He Begins By Placing 4 Spots Of Paint Into Water. But When He’s Done It’s STUNNING!

Paper marbling is a fun and incredibly easy way to create beautiful works of art. The print technique used captures a colorful image filled with the swirling types of patterns that certain stones, like marble, naturally feature. Each piece comes out totally unique and you don’t need any specific kind of preexisting artistic skill to make your own awesome looking marbled pictures. To top it all off, it’s relaxing and therapeutic to both do and watch. It’s definitely something you should try once in your life if you haven’t already done so yet!

The art’s practice is ancient and can be traced back centuries to Central Asia and Turkey, where it’s referred to as Turkish marbling and commonly called “ebru” in the country’s language. A large, shallow, rectangular tray is filled with water and paints are dripped onto the water’s surface.

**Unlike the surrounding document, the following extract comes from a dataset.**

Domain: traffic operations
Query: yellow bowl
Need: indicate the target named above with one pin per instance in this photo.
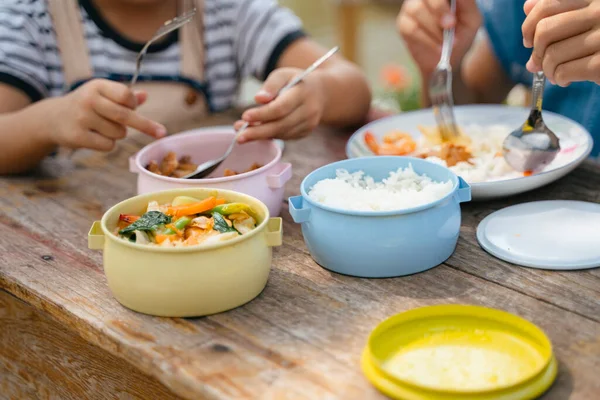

The paints are treated with a few drops of ox-gall liquid, which is what gives them the ability to float on the water because it lowers their surface tension. An assortment of brushes, needles, and other pointed tools are then used to drip the paints onto the water and move them around. By gently manipulating the paints you can create all sorts of specific shapes, swirling patterns, spirals, and wildly spectacular marbled designs.

Once the painting part is complete, a large piece of paper is slowly and carefully laid over the water’s surface and the paint is then transferred onto the paper. After a short while, the paper is peeled up and upon its removal the image comes to life and the work of art is finally revealed.

To see how the art of Turkish marbling in done, check out this video. It was captured by Mike Powell as part of his travel blog when he visited Istanbul for three months. He ended up taking a class on it and filmed his teacher giving a demonstration on how to paint on water.

The man knows what he is doing as he goes about deliberately placing certain colors and drops of paint on the water. Then he moves a stick or needle across the surface and through the paints, which leaves behind a cool pattern. It’s oddly hypnotic to watch and when the paper is finally pulled up to reveal the painting, it’s like nothing you’d ever imagine it to be!